チリで遺族の骨を捜し続ける女性たちを、U2が歌っている。
『Mothers Of The Disappeared』
(Bono / U2)
Midnight, our sons and daughters
Were cut down and taken from us
Hear their heartbeat
We hear their heartbeat
真夜中、息子や娘達が
私達から引き離され奪われた
彼らの鼓動を聞いて下さい
私達にはその鼓動が聞こえるのです
In the wind we hear their laughter
In the rain we see their tears
Hear their heartbeat
We hear their heartbeat
風に笑い声が聞こえ
雨に涙が見える
彼らの鼓動を聞いて下さい
私達にはその鼓動が聞こえるのです
Night hangs like a prisoner
Stretched over black and blue
Hear their heartbeats
We hear their heartbeats
夜が囚人の様に
青黒いあざに覆いかぶさる
彼らの鼓動を聞いて下さい
私達にはその鼓動が聞こえるのです
In the trees our sons stand naked
Through the walls our daughters cry
See their tears in the rainfall
林の中に息子達が裸で立っている
壁越しに娘達が泣いている
雨の降る中に彼らの涙が見える
『Mothers Of The Disappeared』はチリのピノチェト政権下における行方不明者とその母親たちについて歌っている。
タイトルを意訳すると「姿を消した男の母親たち」。
1998年の「POPMART」ツアーの開催地のひとつ・チリの首都サンティアゴでは行方不明になった母親たちをステージに上げ、行方不明事件についてステージ上から訴えかける場を設けている。

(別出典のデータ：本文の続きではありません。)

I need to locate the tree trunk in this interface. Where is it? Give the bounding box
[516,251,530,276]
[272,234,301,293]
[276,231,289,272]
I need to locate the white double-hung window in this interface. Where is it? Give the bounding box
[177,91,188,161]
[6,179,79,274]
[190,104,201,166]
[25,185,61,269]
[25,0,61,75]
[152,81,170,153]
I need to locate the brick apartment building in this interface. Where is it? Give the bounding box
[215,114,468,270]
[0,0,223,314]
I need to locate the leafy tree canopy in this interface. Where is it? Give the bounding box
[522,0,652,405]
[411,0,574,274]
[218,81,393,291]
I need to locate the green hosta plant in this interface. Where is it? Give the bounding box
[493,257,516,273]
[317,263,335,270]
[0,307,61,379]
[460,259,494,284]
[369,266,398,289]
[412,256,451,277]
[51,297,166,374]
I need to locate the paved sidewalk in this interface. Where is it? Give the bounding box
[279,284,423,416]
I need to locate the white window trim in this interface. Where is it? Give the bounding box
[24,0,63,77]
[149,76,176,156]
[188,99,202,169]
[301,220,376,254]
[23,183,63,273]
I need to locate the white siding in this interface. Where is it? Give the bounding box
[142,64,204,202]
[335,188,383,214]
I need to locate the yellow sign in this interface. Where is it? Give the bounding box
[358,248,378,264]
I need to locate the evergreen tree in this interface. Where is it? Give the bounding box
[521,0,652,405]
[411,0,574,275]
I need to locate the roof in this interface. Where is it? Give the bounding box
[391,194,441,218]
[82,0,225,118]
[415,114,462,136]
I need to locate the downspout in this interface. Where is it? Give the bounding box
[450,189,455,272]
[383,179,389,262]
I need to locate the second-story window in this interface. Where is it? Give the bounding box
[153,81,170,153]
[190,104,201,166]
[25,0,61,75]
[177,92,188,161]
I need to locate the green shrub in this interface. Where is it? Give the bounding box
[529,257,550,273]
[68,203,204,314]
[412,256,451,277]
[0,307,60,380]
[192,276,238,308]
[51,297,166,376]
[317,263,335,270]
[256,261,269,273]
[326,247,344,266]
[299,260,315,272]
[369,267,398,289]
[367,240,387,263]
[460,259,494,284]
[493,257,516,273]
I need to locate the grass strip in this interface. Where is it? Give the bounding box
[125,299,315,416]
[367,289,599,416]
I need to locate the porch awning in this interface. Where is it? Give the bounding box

ボノはピノチェトに、「これらの女性に子供たちの骨はどこにあるのか教えて」と訴えたという。
行方不明になった愛する息子の顔写真を掲げる母親たち。
ボノは優しくしかし強く訴えかけるように『Mothers Of The Disappeared』を歌う。
2006年の「Vertigo」ツアーではアルゼンチンのブエノスアイレスで、「POPMART」ツアーでステージに上った母親の代表とU2のメンバーが再会。
The Edgeが南米アンデス地方の民族楽器・チャランゴを弾いて『Mothers Of The Disappeared』を演奏。
ボノは『世界で最も美しい母たちへ』と冒頭で語っている。